My first ride on a bike path last night. Guy was standing next to his bike, and he raised his leg to get on there was not much left to the imagination. May not be as bad if you have blond or shaved hair, but you could see it, and the darker hair made it obvious as it was the only dark spot. I almost stopped and offered to buy him some black ones.


----------



## den bakker (Nov 13, 2004)

you can find white bibs that are fine. When they are new. Please don't use a well worn pair, I really don't need to know if you have dingleberries.


----------



## dot (Mar 4, 2004)

white bibs look funny when there is some water on the road or dirt off-road.

There was a guy who was quite strong on the road 'cos he was a strong skier, but he sucked big time off-road, people scoffed at him because he was so afraid of descending he ran downhill any time it was not a straight line. He wore white bibs. They looked so funny on him with a brown splotch and his running downhill....

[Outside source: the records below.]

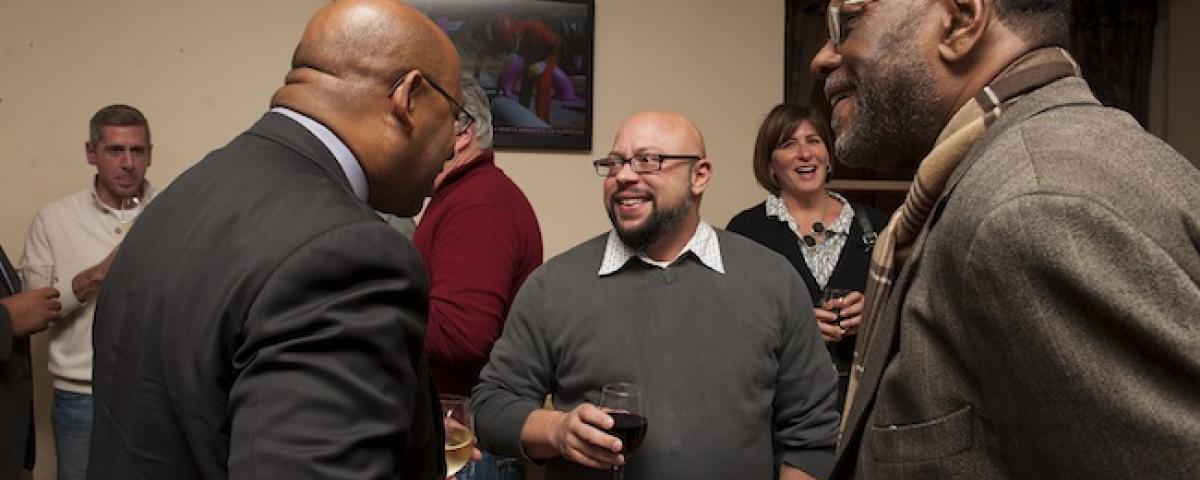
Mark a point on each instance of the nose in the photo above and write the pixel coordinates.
(625, 174)
(826, 60)
(127, 160)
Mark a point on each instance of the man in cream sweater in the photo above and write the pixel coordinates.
(70, 247)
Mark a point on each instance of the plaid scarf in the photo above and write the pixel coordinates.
(895, 241)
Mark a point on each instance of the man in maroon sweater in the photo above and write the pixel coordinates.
(480, 240)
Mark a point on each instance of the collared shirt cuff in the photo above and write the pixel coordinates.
(816, 462)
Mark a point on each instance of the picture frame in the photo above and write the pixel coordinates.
(534, 60)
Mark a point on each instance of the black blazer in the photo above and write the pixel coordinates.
(262, 322)
(852, 267)
(16, 388)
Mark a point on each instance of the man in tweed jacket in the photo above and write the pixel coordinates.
(1044, 323)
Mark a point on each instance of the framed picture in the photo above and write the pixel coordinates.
(533, 58)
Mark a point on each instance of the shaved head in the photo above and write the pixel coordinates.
(667, 131)
(658, 211)
(351, 53)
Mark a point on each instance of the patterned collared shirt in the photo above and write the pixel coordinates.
(821, 258)
(703, 245)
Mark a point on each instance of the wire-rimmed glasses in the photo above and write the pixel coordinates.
(841, 12)
(462, 119)
(640, 162)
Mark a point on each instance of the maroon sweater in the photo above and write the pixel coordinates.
(480, 240)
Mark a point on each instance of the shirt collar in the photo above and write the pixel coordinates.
(336, 147)
(703, 245)
(778, 209)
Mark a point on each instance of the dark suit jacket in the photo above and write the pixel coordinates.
(852, 265)
(16, 388)
(262, 322)
(1048, 325)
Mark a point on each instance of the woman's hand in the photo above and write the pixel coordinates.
(835, 327)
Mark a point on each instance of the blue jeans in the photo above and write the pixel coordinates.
(492, 467)
(72, 432)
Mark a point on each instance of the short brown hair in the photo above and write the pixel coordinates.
(778, 126)
(120, 115)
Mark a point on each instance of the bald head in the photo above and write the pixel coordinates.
(351, 54)
(352, 47)
(660, 131)
(657, 210)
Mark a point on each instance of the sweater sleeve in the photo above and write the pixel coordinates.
(472, 261)
(519, 375)
(39, 251)
(805, 391)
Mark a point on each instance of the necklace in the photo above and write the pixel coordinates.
(817, 227)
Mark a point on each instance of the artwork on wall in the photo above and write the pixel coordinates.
(533, 58)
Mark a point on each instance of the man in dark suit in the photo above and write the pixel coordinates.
(1041, 317)
(22, 313)
(262, 321)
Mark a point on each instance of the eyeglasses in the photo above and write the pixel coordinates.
(640, 162)
(839, 16)
(462, 119)
(117, 151)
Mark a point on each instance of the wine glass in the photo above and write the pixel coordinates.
(831, 294)
(37, 276)
(623, 402)
(129, 211)
(460, 429)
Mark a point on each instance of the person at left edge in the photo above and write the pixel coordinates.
(262, 321)
(22, 313)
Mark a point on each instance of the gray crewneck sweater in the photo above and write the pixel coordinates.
(735, 375)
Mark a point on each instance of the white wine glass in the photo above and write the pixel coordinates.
(460, 427)
(37, 276)
(623, 402)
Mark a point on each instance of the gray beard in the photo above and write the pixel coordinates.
(893, 124)
(655, 227)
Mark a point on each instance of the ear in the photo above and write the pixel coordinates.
(964, 28)
(701, 174)
(402, 101)
(90, 153)
(463, 141)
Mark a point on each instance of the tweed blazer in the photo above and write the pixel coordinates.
(1048, 324)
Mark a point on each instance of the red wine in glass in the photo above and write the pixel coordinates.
(623, 402)
(630, 429)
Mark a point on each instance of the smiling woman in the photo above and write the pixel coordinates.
(826, 238)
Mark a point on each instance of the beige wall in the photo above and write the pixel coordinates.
(203, 71)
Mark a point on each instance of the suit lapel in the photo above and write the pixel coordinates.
(287, 132)
(9, 279)
(883, 346)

white bibs are no-no for me just because of that. I'm not a pro. I'm not paid for riding bikes. I wear black bibs only.


----------



## stevenapayne (Apr 19, 2011)

White compression shorts under white bibs & you're golden. Have had some white Nalinis for over a year now. When worn with the white comp shorts, no amount of sweat or rain exhibits the goods. Besides, my wife thinks I look like the most dangerous man on the planet with them on. He he......


----------



## Zeekster64 (Dec 23, 2010)

Wearing anything but black shorts is very brave. Unless you're packing a baby's arm holding an apple, I'd avoid them.


----------



## kbwh (May 28, 2010)

Black is practical, white is not. The only race I've seen Thor Hushovd in all white this year was Milano-San Remo.

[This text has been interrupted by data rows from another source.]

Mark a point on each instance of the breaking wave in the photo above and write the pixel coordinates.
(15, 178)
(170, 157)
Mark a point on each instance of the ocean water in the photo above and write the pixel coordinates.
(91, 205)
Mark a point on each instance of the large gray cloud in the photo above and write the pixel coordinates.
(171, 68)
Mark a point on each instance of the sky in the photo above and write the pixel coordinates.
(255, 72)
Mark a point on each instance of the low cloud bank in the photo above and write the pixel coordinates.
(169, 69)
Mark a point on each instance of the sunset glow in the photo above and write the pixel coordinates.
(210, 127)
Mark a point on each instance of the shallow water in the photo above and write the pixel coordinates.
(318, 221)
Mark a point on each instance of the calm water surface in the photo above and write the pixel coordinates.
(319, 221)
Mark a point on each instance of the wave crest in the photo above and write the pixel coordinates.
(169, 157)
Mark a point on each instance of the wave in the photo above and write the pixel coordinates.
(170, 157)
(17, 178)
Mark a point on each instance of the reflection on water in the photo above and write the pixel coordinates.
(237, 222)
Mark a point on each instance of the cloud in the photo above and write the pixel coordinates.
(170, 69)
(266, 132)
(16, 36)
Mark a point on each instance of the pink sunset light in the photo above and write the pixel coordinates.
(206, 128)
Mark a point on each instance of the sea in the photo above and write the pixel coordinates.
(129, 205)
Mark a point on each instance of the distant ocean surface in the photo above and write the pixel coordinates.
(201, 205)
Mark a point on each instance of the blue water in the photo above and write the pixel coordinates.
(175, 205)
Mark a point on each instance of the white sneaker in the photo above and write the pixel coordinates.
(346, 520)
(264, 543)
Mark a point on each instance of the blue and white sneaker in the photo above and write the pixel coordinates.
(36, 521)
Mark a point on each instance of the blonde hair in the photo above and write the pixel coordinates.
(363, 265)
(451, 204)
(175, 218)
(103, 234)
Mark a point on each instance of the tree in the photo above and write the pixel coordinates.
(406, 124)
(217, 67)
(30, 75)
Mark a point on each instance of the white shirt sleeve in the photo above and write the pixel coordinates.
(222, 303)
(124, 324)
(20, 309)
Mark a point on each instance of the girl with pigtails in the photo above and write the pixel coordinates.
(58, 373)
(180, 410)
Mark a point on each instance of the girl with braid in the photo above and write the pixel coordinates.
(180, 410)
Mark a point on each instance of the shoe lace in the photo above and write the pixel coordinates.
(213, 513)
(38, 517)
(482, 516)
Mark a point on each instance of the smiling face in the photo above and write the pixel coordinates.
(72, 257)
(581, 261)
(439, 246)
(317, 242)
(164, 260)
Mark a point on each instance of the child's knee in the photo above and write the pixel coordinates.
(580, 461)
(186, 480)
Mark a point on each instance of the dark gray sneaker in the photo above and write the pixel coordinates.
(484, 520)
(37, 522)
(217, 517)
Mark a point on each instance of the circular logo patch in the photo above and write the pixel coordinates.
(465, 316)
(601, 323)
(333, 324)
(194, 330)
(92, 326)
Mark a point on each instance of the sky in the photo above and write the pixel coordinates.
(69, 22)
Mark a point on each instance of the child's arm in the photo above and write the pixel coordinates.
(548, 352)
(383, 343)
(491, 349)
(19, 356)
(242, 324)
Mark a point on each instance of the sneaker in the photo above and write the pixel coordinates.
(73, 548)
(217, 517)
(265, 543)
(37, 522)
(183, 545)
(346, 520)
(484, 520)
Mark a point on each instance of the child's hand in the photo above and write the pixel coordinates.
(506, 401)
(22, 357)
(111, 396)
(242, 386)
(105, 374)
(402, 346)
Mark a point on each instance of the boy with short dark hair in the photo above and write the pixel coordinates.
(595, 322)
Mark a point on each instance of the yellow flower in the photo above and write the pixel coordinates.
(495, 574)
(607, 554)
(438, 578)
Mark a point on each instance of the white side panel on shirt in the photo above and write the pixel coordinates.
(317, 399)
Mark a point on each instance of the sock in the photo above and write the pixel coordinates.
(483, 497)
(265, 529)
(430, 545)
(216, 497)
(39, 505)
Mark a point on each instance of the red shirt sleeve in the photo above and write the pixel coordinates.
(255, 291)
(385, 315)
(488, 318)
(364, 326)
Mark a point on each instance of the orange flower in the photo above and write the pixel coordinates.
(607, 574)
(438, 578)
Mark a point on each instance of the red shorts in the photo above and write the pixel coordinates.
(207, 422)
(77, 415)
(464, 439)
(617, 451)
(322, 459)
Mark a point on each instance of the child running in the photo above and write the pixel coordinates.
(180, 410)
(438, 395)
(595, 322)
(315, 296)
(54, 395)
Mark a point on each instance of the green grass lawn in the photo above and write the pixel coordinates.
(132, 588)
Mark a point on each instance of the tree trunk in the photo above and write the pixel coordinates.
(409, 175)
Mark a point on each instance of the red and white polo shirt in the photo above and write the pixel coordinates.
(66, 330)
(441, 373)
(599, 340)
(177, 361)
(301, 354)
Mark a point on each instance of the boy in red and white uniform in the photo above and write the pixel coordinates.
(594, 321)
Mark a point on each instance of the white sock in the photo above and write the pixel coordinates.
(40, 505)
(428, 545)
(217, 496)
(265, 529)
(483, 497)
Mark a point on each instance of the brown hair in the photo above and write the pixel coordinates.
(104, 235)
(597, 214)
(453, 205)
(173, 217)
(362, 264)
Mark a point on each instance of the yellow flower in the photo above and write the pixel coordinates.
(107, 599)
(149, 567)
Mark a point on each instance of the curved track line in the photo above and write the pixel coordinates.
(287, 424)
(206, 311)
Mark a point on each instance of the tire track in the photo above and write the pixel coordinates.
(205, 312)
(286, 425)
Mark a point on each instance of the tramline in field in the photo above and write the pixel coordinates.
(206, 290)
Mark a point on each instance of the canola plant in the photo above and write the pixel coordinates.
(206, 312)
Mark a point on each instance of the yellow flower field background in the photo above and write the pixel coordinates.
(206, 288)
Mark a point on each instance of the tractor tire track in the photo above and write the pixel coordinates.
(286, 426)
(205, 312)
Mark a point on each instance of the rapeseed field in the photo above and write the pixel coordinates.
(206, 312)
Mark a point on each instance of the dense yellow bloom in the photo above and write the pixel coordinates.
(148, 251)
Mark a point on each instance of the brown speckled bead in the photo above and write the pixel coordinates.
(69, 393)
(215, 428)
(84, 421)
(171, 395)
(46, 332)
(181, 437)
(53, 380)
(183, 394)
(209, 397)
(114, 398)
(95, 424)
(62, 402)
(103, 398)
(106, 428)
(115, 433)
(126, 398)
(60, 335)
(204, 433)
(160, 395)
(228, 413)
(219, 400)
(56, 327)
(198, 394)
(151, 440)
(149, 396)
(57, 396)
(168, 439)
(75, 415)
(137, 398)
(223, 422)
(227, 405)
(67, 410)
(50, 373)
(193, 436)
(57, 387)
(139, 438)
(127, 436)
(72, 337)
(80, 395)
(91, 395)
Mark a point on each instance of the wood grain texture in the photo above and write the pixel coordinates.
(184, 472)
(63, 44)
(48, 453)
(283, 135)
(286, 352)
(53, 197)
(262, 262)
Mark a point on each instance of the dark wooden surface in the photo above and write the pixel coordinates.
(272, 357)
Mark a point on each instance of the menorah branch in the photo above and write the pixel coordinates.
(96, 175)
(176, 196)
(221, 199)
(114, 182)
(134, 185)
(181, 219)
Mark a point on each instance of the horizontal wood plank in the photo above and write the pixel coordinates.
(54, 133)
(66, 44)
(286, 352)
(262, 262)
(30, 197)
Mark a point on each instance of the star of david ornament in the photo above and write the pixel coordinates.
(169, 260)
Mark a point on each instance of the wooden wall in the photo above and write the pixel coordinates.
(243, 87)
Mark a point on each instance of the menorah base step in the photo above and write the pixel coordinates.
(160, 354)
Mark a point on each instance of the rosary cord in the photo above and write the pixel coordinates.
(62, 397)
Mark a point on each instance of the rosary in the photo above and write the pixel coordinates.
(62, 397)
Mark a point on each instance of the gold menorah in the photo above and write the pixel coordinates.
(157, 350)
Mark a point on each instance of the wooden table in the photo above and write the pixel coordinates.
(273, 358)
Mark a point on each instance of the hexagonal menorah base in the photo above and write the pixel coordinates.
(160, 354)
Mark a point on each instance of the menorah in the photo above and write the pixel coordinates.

I designed a kit for my previous club where the shorts were solid blue. That was ok.


----------



## spookyload (Jan 30, 2004)

Just do adequate manscaping and you will be fine. LOL,


----------



## Wangster (Feb 23, 2011)

I have some nice Castelli free aero bibs in the white/italian colors.. the melbourne kit. They are pretty thin but they aren't see through and amazingly comfortable. The Podio jersey on the other hand are white and def see through.


----------



## kykr13 (Apr 12, 2008)

Absolutely nothing wrong with white bibs.

Unless you want to wear them.


----------